Souffle subtil de nostalgie
Champs de garance,
Village de montagne
Bleu profond
A la lumière de la lune,
Les fusées éclairantes tournoient.
A ma gauche, à ma droite.
Un croissant de lune,
Les fusées éclairantes et :
Les avions.
Sous le ciel d’automne
Coule le fleuve large
A ras bord.
Cheval et homme ensemble ont nagé et passé l’eau
Sur le rive, on lève les yeux au ciel
D’où jaillissent les avions hostiles
On va voir la ville de Goshu !
Sous le ciel d’automne,
On fait claquer le fouet.
Goshu, Tanchichu tombent
Clarté
Du firmament
Le fleuve roule
Flots abondants
Ville en ruine.
Fleuve d’automne
La ville en ruine
S’endort.
Je pique une fleur dans un vase
Bruit d’un avion
En piqué.
Les rayons du soleil automnal
Enveloppent
La longue file des soldats
Mon cher subordonné est mort,
A Ryokaku.
Les insectes chantent.
Les branches sont lourdes de pamplemousses,
Un brin de repos
Dans un village vide.
Les kakis sont mûrs.
Aujourd’hui encore
On passe un village désert.
Sous le ciel obscur,
Nous marchons, marchons, marchons,
Vers le vaste occident.
Mes chers subordonnés sont partis les premiers.
L’averse d’automne
S’abat.
A parler ensemble de nos peines
Nous passons
Toute la nuit.
La conversation
Se ranime
Au clair de lune
On marche de nuit
Le froid animal
Pénètre nos corps.
On marche sous la lune
Des cadavres gisent
Çà et là
Au bruit des insectes
On s’empresse
De lacer ses chaussures.
Un chien qui hurle
Et la lune nous poursuivent.
Les soldats traversent la rivière.
Malgré la fatigue du corps,
Nous courons
Jour et nuit
Ca va être une grande bataille.
Soldats
Accomplissons d’insignes exploits !
Retenant mon souffle
Je vois la balle
Traverser le pamplemousse.
Un cœur ferme, et pour nos vies,
Un grand dessein :
La grande Asie !
Le grand fleuve d’automne,
Recèle, tristement,
L’Histoire.
Le bruit des insectes
Imprègne la valée.
Odeur forte des cadavres.
Multitude des cadavres d’hommes et de chevaux.

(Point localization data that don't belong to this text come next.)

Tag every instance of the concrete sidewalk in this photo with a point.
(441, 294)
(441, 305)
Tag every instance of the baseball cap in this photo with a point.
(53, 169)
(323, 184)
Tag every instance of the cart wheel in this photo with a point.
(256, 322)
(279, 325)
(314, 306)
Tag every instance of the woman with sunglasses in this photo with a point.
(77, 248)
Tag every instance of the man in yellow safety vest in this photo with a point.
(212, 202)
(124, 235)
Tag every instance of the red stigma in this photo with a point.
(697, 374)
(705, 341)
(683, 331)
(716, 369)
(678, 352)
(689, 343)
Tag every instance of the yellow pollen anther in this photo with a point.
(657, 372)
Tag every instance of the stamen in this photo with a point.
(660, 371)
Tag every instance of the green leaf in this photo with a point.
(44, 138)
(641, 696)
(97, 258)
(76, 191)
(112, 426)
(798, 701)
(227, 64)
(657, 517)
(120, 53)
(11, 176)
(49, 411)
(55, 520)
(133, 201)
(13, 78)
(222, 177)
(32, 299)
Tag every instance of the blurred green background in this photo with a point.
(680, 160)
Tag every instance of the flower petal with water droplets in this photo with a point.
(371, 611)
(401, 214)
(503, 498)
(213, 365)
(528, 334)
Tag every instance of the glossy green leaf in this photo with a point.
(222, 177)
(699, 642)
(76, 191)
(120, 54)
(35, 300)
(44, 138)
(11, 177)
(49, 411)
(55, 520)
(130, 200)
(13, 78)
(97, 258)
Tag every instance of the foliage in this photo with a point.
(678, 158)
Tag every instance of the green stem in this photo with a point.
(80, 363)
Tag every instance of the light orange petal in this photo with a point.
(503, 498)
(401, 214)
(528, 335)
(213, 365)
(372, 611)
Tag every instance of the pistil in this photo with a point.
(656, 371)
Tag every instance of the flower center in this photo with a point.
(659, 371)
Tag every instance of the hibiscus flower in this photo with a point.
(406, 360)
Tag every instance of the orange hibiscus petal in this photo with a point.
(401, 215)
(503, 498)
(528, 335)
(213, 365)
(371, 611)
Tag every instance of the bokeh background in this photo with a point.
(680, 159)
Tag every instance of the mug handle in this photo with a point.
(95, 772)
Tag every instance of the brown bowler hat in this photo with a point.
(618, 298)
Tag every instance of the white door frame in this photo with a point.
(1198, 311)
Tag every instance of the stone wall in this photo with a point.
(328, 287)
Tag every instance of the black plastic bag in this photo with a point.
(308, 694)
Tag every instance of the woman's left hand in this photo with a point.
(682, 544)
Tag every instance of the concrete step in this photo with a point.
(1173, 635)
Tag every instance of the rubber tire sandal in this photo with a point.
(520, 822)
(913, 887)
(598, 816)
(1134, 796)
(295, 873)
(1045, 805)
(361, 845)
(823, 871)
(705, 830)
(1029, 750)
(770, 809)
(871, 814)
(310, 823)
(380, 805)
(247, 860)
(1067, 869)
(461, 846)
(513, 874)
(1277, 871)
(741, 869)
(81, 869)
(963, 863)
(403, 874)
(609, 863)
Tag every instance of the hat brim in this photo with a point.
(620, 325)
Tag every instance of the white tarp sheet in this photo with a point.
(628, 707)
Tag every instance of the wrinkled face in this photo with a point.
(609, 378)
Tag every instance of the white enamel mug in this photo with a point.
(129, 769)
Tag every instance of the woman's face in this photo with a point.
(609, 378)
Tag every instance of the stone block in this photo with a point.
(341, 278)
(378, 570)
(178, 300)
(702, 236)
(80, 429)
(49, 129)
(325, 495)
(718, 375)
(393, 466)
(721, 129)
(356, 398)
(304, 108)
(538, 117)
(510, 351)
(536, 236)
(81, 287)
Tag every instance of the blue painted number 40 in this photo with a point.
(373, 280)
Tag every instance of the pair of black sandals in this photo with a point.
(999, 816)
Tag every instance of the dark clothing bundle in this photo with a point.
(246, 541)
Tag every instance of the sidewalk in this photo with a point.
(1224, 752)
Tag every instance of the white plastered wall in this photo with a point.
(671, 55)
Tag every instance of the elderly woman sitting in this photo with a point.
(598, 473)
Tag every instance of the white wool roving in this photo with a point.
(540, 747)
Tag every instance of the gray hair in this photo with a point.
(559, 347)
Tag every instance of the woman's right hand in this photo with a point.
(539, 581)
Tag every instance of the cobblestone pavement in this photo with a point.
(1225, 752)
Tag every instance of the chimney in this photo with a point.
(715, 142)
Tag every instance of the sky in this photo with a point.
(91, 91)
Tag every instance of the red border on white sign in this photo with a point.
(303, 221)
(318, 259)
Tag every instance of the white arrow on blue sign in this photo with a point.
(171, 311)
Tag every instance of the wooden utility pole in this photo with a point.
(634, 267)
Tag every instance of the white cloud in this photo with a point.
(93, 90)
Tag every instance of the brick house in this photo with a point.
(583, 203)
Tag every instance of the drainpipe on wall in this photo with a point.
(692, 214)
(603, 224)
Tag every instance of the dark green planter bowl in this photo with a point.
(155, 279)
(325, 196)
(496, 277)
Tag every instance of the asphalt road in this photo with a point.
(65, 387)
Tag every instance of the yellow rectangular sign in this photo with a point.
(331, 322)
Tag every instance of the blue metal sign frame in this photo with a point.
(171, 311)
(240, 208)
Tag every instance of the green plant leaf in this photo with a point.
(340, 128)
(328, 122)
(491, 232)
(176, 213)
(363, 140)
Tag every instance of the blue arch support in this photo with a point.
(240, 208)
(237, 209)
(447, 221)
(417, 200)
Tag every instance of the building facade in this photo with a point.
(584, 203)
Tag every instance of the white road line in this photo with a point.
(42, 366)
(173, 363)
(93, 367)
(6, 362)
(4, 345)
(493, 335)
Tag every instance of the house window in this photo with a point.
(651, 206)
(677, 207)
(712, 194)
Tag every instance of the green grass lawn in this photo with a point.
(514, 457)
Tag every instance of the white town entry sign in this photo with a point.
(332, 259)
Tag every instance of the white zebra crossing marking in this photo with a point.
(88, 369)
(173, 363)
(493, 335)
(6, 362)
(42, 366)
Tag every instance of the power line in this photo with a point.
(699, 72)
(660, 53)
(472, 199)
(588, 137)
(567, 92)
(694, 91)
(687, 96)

Profondeur de la vallée et des montagnes.
On entre dedans, on n’y voit pas à trois centimètres.
Plus de mille mètres d’altitude.
Partout des traces de balles.
On marche, on marche mais toujours les montagnes.
Combien de fois les chevaux sont tombés au fond du précipice.
Froid glacial
Pas de feu, pas de lumière.
Froid de la nuit passée au bout du monde
Première expérience de ma vie
Je dois très souvent remonter le moral de mes hommes.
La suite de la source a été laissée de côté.